There is a common misconception that learners must have some prior knowledge in order to be able to benefit from (or even function in) a task-based language program. In the United States public school context, as in many other educational settings, teachers are overstretched and under-supported in their day-to-day functions, rendering any desire to innovate and try to implement approaches that deviate from traditional grammar-based approaches virtually impossible. As a result, teachers often rely on teacher-centered instruction in the L1 and lose invaluable opportunities with the target language, particularly when it comes to encouraging opportunities for interaction and focus on form. In this talk, I will discuss collaborative efforts between acquisition researchers and elementary school teachers in Bloomington, Indiana (USA) who are working together to create and pilot to meaningful, form-focused tasks tasks for elementary-level “exposure track” Spanish, a program where learners are given 50-minutes of language time per week.

First, I discuss the status quo before the aforementioned collaboration: in this school district, individual teachers are responsible for creating 50-minute lessons for approximately 900 students, from pre-kindergarten (age 5) through fifth grade (age 11) levels. Lessons were taught in the L1, English, and students were not anticipated to progress from one year to the next. In fact, lessons were largely recycled from year to year, starting over again with the most basic information each fall (e.g., hola, mi nombre es, etc.). I share data from receptive and productive interactive classroom and one-on-one tasks that demonstrate the lack of knowledge that resulted from this previous iteration of the program and the frustration on the part of the teachers, who were under-supported in terms of resources and time.
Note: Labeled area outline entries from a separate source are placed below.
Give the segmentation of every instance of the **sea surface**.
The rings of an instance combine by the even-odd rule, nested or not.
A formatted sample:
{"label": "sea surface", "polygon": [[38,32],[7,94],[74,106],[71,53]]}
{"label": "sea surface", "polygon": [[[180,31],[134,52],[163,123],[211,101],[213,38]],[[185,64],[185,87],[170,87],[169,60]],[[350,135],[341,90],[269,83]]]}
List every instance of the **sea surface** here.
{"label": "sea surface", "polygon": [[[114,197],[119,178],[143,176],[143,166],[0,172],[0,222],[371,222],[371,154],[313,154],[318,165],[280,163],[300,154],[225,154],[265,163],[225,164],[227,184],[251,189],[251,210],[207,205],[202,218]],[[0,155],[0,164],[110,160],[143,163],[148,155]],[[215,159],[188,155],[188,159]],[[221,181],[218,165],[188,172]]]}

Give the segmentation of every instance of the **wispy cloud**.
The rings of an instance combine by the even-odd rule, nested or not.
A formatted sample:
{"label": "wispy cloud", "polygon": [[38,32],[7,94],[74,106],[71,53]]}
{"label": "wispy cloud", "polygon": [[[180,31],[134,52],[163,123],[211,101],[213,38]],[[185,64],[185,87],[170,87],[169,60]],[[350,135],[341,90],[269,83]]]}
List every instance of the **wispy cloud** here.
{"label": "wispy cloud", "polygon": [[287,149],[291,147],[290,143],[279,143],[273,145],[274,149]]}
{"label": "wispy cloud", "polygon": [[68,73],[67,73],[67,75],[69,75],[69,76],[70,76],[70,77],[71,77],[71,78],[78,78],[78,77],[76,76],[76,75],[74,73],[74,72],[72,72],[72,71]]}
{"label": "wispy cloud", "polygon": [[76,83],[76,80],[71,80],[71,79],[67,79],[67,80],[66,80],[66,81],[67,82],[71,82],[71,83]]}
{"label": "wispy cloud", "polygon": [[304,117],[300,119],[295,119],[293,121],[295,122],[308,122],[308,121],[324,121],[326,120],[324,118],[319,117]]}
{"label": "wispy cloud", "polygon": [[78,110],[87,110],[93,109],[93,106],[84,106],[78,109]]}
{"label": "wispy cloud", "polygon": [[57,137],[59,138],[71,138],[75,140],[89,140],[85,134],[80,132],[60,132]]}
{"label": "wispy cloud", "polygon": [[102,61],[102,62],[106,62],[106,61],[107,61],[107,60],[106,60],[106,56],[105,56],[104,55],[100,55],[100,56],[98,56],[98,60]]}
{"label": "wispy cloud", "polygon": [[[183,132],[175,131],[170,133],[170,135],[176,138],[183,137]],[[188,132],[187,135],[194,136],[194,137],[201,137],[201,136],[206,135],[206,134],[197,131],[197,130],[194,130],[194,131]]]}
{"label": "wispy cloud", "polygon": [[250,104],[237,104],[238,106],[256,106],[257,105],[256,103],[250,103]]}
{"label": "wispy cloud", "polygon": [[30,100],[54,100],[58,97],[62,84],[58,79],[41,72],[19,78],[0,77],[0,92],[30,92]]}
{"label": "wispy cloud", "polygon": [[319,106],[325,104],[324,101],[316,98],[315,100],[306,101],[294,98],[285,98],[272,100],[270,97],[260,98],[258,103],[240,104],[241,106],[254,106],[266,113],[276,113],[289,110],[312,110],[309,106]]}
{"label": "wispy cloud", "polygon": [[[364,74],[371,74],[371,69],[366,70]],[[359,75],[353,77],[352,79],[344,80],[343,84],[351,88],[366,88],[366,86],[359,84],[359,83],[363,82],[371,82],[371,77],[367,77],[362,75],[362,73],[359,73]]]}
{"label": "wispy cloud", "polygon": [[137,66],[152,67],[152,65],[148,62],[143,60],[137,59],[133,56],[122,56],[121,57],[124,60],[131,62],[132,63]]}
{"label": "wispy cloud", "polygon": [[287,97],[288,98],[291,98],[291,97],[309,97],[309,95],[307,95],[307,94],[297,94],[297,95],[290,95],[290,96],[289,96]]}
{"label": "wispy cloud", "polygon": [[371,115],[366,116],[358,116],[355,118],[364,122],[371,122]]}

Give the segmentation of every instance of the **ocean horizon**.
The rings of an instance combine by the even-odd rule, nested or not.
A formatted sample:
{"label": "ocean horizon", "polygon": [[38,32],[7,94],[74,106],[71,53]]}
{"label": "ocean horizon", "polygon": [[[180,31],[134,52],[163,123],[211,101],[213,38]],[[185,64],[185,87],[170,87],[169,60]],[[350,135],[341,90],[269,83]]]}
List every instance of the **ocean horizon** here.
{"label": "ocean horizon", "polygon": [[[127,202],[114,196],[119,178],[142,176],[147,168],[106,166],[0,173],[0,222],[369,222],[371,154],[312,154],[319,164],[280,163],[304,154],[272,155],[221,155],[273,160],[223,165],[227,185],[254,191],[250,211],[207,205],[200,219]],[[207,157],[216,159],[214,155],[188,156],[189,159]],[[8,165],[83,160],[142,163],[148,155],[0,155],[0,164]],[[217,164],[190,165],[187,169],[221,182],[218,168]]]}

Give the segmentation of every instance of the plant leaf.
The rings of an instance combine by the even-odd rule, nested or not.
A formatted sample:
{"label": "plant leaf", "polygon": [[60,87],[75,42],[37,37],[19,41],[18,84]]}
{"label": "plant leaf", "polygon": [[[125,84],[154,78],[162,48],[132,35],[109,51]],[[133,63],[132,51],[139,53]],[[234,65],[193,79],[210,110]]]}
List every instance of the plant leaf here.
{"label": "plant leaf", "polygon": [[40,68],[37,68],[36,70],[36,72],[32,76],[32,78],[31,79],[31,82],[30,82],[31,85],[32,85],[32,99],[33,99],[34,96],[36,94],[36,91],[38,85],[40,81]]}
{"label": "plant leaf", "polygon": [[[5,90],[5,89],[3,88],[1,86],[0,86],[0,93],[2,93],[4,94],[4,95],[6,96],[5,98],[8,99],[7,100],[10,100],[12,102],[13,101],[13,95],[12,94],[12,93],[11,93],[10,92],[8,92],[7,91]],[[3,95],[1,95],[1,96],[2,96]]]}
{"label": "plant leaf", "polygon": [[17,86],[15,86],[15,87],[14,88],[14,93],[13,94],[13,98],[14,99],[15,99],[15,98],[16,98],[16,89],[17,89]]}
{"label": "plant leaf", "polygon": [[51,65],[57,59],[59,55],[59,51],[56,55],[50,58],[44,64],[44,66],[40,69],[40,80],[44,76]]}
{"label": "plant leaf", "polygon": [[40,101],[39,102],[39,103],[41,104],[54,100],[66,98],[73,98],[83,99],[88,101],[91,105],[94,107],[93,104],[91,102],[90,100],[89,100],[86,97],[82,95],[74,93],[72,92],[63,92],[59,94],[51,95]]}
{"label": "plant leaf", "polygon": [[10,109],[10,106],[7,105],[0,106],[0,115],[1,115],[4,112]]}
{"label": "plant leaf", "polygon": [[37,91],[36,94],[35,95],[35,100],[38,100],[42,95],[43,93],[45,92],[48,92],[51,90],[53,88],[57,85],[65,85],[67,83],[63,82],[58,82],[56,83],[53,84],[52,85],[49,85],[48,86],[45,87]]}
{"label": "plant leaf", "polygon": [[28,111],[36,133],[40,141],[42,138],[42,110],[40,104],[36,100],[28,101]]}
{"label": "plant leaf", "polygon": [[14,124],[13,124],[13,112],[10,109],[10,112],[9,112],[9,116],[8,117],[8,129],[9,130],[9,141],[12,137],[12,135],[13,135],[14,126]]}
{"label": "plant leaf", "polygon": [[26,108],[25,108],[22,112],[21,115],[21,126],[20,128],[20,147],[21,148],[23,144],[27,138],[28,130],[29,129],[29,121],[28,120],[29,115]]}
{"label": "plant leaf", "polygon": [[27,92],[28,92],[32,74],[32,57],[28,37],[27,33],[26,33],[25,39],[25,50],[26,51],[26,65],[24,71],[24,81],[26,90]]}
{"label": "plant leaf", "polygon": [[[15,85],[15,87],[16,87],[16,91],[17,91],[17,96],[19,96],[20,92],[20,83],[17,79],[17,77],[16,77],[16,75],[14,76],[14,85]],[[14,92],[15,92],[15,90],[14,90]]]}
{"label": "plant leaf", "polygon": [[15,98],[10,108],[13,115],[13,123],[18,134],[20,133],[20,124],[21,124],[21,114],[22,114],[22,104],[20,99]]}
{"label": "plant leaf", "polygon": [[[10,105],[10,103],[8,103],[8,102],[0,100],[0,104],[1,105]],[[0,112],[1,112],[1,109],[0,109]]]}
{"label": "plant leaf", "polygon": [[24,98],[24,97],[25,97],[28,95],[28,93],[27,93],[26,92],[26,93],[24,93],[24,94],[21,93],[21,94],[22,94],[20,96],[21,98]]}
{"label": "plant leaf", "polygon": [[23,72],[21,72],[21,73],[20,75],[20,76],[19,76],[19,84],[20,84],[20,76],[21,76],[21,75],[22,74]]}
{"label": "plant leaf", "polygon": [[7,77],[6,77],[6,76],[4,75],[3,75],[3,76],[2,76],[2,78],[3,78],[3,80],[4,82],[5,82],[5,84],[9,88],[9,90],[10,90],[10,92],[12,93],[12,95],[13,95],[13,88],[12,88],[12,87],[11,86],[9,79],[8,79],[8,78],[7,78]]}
I juxtapose this data with examples from the same age group from a Spanish-English dual-language immersion program in the United States to show just how capable novice learners in this age-group and context are able to interact meaningfully while also focusing their attention on form, illustrated via excerpts from interaction-based classroom data.

Next, I will outline the ongoing collaborative efforts between the acquisition researchers and elementary school teachers, focusing on the goals we have this semester, the data that demonstrate that “absolute zero” learners are capable of learning the target language via tasks and stressing the necessity of collaboration and support for elementary-level public school teachers in the US, an exceptionally under-served, knowledgeable and passionate resource with the critically important opportunity to expand the worldview of one young mind at a time.

Finally, I will discuss our future plans for expansion for this program, inviting the teachers in the audience to become involved as we make this initiative international, increasing opportunities for language learning and global-mindedness across students and teachers alike.